Dale's story weaves through a set of probable circumstances regarding how the Open Space problem circulated around the Lab and ends here:
Someone suggests actually thinking for five minutes about how to break this to the users, but everyone’s hungry so they go to lunch instead and just announce it baldly in a blog posting, because everyone in the company who understands anything about customer relations is either out on sick leave to recover from the last crisis, or has been assigned to the “boring corporate people in suits” desk and isn’t allowed to talk to retail customers.
An interesting tale, a horrifically sad (and I hope untrue) ending but it gave me pause to think. Don't get me wrong, I still think Linden Lab is emulating a modern day John Sutter, but as to the root of the problem, I'm guessing Dale has some good inside information if not, at least a hunch based on his technical skills.

So I kept reading and I ran across a few bits of information that implied that the real root of the Open Space crisis may actually a deep seeded set of technical issues, the sum of which is colluding to create the most recent decline of our Second Life experience. Open Spaces are not the root cause, but merely a catalyst by which the true problem has been illuminated.

You may have noticed the first problem yourself, textures seem unnaturally slow to load. Residents have been accustomed to standing around when landing in a new place and while everyone is greeting them, returning the greeting with a simple yet well understood "Hi everyone, waiting for rez". We've been trained to embrace our inner gray.

A few dedicated residents have worked hard to track down a report of a problem we've learned to brush off as just "part of the deal" in this JIRA report. This JIRA report was filed on August 5, 2008 shortly after the 1.21 Release Candidate uprade. It's a worthy read, but lexo Bethune summarized it nicely here:
Wow, seems we've wandered really far down the rabbit hole on this one, considering it just started with "slow textures".
So, in summary, we've got a texture loading bottleneck, misdetection of video card memory, and rapid flushing of the cache requiring textures to be redownloaded from the asset server, which causes avatars to hit the asset server much more than they should, slowing down the asset server and causing even more requests, descending into a loop that causes a DDOS attack on the asset servers, causing massive instability, and rendering all tests of sim load on all regions unreliable (and removing justification for price hikes on Openspaces, since the load on the OS sims is due to an internal error, and not overuse).
What we have here is a pile of bugs that have come together, in a chain reaction, to ultimately cause massive problems and actually effect the pricing policy decisions of LL.
Wow.
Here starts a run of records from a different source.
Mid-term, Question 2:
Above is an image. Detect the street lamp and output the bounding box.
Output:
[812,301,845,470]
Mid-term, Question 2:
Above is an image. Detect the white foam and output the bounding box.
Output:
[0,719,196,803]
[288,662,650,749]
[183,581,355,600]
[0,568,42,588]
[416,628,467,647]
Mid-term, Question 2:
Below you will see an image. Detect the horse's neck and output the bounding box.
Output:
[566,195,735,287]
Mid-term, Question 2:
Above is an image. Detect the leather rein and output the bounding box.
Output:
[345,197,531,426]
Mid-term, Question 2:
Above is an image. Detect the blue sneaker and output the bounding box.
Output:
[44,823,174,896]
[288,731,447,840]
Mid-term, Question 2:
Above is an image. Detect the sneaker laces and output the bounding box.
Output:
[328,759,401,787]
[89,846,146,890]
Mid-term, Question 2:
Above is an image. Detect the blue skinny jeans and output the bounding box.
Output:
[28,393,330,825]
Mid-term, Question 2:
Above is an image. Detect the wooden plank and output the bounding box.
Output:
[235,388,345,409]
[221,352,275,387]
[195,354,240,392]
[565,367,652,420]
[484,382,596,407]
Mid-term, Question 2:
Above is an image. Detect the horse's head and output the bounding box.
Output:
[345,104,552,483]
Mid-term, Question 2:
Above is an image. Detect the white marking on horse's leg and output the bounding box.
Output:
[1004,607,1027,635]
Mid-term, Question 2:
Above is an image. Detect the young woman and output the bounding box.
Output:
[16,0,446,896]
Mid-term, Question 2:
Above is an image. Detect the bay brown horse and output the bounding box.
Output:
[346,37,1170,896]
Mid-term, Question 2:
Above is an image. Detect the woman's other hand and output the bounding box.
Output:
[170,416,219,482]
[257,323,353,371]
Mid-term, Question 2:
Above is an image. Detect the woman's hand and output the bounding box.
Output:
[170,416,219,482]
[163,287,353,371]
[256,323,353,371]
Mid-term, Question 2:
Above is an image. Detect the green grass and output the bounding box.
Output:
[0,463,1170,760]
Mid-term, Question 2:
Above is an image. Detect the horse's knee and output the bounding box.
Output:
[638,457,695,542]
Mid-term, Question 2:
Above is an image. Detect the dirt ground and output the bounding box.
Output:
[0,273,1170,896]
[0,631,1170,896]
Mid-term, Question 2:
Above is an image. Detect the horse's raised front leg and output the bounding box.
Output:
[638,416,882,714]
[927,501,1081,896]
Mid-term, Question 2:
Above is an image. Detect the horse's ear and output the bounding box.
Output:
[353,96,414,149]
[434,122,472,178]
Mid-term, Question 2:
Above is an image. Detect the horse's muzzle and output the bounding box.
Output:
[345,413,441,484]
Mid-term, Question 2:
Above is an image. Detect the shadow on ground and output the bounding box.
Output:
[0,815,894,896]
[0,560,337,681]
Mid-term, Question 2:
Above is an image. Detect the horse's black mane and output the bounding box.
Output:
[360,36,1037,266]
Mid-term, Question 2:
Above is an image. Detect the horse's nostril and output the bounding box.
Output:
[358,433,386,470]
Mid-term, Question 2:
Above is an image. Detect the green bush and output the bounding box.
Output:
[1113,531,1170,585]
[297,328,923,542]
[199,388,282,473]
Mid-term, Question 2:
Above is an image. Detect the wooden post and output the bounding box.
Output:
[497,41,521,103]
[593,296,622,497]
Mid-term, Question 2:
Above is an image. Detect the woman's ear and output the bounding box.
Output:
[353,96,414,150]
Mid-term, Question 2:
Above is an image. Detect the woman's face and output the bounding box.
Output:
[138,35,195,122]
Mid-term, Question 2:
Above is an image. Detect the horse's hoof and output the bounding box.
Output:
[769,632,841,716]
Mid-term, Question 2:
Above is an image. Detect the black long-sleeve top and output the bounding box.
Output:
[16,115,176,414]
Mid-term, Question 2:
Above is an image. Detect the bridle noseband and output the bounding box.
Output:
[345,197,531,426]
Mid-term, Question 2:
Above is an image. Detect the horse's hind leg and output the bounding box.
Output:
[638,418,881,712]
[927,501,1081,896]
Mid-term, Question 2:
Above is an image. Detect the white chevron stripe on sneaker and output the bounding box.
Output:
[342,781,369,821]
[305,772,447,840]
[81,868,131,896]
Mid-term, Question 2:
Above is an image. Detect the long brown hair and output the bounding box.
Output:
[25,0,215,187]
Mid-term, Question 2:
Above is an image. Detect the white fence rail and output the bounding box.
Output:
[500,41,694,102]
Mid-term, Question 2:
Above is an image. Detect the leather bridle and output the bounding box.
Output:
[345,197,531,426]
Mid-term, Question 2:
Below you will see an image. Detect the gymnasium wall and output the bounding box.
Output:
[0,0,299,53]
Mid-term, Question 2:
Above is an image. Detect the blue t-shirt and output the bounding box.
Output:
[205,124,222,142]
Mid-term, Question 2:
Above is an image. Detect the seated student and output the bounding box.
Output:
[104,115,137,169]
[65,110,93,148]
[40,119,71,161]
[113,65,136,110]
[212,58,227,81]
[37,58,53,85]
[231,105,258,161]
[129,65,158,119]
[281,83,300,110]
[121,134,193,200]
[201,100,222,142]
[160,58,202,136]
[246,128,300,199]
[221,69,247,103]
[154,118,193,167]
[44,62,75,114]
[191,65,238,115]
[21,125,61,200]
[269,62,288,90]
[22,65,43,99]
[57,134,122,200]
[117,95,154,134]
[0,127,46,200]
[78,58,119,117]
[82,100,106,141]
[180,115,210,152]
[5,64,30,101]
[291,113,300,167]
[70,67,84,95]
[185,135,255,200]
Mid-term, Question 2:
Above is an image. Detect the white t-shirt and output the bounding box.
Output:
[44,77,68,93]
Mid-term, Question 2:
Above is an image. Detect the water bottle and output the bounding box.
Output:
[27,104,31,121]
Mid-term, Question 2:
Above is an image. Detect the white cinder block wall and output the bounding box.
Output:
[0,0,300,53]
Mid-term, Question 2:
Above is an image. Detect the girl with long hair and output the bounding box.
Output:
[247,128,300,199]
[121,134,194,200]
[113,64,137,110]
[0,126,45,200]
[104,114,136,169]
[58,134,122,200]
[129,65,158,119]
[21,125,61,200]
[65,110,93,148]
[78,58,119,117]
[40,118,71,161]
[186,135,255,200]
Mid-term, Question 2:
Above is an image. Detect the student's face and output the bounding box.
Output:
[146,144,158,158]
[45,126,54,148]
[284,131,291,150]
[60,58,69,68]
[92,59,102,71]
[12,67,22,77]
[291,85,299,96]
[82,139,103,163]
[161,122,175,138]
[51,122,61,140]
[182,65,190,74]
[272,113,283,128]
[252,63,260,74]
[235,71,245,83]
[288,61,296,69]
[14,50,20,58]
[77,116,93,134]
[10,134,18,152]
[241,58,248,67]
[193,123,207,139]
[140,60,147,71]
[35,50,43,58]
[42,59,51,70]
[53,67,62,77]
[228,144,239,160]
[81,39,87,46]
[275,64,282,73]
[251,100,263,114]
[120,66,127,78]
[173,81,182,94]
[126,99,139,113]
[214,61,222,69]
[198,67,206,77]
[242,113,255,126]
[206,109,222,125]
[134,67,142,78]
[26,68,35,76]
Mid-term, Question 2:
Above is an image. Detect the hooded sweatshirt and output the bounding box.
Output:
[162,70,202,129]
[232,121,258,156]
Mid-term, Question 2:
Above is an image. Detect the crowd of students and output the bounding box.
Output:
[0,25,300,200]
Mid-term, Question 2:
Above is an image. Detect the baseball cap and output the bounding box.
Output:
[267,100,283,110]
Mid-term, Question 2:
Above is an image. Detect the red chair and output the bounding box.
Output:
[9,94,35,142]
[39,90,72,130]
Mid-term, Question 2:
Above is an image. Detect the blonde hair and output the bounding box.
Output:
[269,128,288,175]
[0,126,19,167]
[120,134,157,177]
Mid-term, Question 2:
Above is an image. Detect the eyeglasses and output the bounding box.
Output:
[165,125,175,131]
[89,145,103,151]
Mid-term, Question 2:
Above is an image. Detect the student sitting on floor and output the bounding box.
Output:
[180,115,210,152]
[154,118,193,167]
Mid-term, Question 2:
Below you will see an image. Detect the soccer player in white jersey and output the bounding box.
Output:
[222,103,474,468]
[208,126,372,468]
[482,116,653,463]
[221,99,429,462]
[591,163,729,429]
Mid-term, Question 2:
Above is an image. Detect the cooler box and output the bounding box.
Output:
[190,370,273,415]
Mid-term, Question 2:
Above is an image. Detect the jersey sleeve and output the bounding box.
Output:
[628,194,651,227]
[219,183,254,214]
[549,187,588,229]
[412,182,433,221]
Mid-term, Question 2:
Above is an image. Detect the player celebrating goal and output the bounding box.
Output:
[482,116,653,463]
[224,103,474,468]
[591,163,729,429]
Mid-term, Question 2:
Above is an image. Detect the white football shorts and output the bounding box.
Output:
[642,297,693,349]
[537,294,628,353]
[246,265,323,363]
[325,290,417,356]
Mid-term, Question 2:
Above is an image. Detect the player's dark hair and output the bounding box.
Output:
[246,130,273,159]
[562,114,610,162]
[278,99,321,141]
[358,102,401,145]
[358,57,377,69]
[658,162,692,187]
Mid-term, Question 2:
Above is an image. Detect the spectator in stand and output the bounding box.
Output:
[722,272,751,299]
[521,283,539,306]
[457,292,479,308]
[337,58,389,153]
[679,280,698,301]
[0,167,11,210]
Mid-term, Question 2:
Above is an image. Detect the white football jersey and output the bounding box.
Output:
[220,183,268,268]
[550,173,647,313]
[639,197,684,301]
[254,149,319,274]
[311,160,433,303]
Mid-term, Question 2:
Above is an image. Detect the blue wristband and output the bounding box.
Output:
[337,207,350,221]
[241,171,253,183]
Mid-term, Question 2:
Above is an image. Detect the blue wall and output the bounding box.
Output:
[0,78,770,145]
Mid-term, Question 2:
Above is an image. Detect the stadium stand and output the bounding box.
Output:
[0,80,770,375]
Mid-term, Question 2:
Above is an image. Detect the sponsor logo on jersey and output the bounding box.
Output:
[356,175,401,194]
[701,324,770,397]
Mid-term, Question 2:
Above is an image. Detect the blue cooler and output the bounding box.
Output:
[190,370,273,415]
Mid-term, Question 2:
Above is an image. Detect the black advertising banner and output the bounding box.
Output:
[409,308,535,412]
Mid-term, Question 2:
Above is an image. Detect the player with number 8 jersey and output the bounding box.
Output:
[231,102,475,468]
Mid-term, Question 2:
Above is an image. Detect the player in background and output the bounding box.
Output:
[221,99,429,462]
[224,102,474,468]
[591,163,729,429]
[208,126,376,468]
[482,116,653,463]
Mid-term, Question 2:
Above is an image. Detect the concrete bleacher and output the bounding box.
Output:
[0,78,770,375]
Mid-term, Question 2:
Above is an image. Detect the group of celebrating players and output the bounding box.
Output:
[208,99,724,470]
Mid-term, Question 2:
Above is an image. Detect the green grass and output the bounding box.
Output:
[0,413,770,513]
Excellent detective work, guys. Combined, this tree of bugs is probably the biggest issue in SL, and it looks like the ball's rolling. Thanks bunches to all of you. :3

In my opinion, if this in fact is the true root of the Open Space debacle, it is not all bad. Yes, lousy architecture and short sighted work-arounds are bad in the long term.

However, the good news here is that we get to see the power of a transparent issue tracking system combined with the passionate furor of residents that are a) capable and willing to help and b) infinitely resilient.

Paying, passionate and prolific content consumers and creators live here. Linden Lab, you are in fact, sitting on a gold mine.